In [1]:
# ----------------------------------------------------------------
# IoT Netprofiler
# Licensed under The MIT License [see LICENSE for details]
# Written by Luca Maiano - https://www.linkedin.com/in/lucamaiano/
# ----------------------------------------------------------------

# Attack Detection

In this notebook we apply *learning algorithms* with the aim of detect attacks in an IoT network as accurately as possible. Particularly, we will focus on **supervised** and **unsupervised** algorithms. With this analysis, we want to compare the effectiveness of the following algorithms:
1. K-Nearest Neighbor (KNN)
2. Random Forests Classifier
3. Support Vector Machines (SVM)
5. Deep Neural Network Classifier 
6. K-Means

All mentioned algorithms have been extensively used by *state of the art* solutions in order to solve **anomaly-detection** problems [2].

## Metrics Identification

Using the same approach of Yavuz et al. [1], in order to deal with an imbalanced dataset we use AUC-ROC together with the following metrics:
1. 
$
\begin{align}
Precision = \frac{TP}{TP+FP}
\end{align}
$

2. 
$
\begin{align}
Recall = \frac{TP}{TP+FN}
\end{align}
$

3. 
$
\begin{align}
F1 = 2\frac{precision * recall}{precision+recall}
\end{align}
$
4. AUC-ROC. 

If the AUC-ROC is bigger than 0.5, it means that the model is better than random guessing.




In [85]:
import csv
import pandas as pd
import numpy as np
import sys, os

import warnings 
warnings.filterwarnings('ignore')

from sklearn.model_selection import train_test_split
from sklearn.utils import shuffle

from lib.utils import trace_processing
from lib.visualization import data_visualization
from lib.analysis import trace_statistics
from lib.analysis import trace_classification


Let us start importing 2 sets of experiments:
1. *9 nodes* examples containing grids and random topologies;
2. *16 nodes* examples containing grids and random topologies.

In [86]:
exp_9_nodes = trace_processing.import_trace('data/experiments/cooja3-9nodes/traces/', 'traces.csv')
exp_16_nodes = trace_processing.import_trace('data/experiments/cooja3-16nodes/traces/', 'traces.csv')
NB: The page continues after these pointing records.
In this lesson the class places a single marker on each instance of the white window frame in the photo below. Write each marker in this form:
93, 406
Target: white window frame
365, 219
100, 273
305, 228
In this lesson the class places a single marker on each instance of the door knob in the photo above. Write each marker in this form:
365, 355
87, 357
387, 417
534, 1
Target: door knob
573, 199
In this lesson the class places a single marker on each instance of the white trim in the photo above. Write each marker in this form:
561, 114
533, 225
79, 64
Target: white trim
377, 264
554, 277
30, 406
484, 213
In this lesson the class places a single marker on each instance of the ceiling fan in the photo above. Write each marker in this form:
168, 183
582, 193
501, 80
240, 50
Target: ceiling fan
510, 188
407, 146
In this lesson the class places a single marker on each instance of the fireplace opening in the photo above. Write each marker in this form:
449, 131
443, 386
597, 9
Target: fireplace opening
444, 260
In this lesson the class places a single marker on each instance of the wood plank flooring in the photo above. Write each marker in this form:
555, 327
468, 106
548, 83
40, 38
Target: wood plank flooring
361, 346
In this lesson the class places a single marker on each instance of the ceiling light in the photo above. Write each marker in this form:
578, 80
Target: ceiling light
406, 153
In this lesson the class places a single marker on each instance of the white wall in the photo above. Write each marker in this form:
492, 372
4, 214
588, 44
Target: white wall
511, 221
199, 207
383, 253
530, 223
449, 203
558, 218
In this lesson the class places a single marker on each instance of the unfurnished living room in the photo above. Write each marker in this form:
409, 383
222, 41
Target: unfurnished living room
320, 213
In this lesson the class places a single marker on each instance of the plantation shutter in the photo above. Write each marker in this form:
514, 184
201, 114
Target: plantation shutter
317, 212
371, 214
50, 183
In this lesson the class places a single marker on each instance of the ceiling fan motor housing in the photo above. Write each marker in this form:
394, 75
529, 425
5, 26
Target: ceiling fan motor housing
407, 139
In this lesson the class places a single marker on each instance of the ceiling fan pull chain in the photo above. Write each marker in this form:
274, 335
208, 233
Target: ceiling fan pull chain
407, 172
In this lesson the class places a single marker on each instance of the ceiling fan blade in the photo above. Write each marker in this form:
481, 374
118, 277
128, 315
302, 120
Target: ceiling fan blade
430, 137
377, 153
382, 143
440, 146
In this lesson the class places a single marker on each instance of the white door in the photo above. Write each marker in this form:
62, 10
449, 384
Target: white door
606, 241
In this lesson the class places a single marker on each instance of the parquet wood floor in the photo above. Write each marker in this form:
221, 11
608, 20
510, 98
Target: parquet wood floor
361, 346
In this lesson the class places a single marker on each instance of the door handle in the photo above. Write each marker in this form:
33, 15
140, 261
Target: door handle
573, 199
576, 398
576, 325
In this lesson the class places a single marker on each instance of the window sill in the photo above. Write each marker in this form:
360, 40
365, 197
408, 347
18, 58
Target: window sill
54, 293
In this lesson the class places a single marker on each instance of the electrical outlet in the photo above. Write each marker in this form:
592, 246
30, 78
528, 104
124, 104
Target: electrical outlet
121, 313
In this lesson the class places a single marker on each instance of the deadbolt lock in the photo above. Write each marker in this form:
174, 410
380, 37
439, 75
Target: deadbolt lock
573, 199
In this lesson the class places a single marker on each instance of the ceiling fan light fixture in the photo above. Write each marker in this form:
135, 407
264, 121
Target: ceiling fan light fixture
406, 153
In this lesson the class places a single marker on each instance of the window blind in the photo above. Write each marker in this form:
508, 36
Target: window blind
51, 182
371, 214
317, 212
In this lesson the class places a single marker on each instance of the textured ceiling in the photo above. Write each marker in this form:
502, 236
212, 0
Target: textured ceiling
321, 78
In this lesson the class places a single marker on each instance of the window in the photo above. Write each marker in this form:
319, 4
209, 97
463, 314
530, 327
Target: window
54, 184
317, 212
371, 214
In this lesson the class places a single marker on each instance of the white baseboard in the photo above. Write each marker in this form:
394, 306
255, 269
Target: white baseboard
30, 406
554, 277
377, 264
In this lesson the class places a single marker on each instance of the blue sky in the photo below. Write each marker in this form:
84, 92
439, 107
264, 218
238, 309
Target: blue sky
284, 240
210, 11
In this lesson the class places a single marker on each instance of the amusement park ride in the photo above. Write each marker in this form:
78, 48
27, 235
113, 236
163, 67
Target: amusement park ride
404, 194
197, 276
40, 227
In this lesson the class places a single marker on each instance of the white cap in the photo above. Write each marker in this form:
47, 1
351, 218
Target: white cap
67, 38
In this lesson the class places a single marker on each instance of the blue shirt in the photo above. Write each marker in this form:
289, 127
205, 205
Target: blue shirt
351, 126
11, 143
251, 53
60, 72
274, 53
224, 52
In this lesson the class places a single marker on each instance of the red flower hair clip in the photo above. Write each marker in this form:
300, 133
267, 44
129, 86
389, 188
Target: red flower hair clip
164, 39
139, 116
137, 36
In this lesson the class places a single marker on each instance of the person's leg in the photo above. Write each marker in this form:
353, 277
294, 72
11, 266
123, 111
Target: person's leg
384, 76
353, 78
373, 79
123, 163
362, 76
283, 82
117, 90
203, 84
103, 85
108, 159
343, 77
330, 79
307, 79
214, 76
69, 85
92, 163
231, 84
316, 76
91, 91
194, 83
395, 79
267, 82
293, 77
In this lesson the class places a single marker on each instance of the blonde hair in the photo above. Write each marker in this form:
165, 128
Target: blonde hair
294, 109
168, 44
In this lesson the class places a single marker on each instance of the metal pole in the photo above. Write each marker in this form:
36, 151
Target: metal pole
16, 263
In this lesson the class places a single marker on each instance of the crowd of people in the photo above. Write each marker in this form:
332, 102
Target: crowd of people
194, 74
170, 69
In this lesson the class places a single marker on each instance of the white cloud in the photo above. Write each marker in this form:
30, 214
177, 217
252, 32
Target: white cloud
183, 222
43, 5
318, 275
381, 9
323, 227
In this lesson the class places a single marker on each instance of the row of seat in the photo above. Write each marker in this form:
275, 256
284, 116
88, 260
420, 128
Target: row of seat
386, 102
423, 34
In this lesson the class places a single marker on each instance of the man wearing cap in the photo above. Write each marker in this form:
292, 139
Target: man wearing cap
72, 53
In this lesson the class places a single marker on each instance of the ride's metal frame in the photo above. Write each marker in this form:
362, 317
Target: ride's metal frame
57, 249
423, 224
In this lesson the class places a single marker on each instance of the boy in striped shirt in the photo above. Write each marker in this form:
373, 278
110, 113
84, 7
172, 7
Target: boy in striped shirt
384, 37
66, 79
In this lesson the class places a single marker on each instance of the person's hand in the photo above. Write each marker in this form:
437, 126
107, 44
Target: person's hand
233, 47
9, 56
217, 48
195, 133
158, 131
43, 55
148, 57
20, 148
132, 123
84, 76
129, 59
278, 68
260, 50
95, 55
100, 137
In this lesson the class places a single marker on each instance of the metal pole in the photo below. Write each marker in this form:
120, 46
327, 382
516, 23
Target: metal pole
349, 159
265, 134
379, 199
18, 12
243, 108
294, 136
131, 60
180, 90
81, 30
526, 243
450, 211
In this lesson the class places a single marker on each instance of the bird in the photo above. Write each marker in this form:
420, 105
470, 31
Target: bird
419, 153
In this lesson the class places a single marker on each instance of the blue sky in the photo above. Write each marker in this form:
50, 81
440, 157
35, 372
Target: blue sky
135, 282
experiments = exp_9_nodes + exp_16_nodes

# Experiment 1: Attacked vs Normal Behaviour

Now we import *features* and *normalize* the data to speedup the learning process. For this experiment, we consider just two classes:
1. **Normal** behaviour (0) meaning that the entire network is not under attack;
2. **Attacked** (1), i.e. an attack has been performed (Black Hole or Gray Hole).

In [87]:
data = None
n_classes = 2

for experiment in experiments:
    label = 0
    topology = experiment[0].split('/')[2].split('cooja3-')[1]
    experiment_id = topology + '/' + experiment[1]
    
    if n_classes == 2:
        # Assign a label
        if experiment[1].find('gh') >= 0 or experiment[1].find('bh') >= 0:
            label = 1
    else:
        # Assign a label
        if experiment[1].find('gh') >= 0:
            label = 1
        elif experiment[1].find('bh') >= 0:
            label = 2
    nodes, packets_node = trace_processing.process_cooja_traces(experiment[0], experiment[1])
    
    if data is None:
        data = trace_processing.feature_extraction(nodes, packets_node, label, experiment_id, log_transform=True, window_size=48)    
    else:
        data = pd.concat([data, trace_processing.feature_extraction(nodes, packets_node, label, experiment_id, log_transform=True, window_size=48)])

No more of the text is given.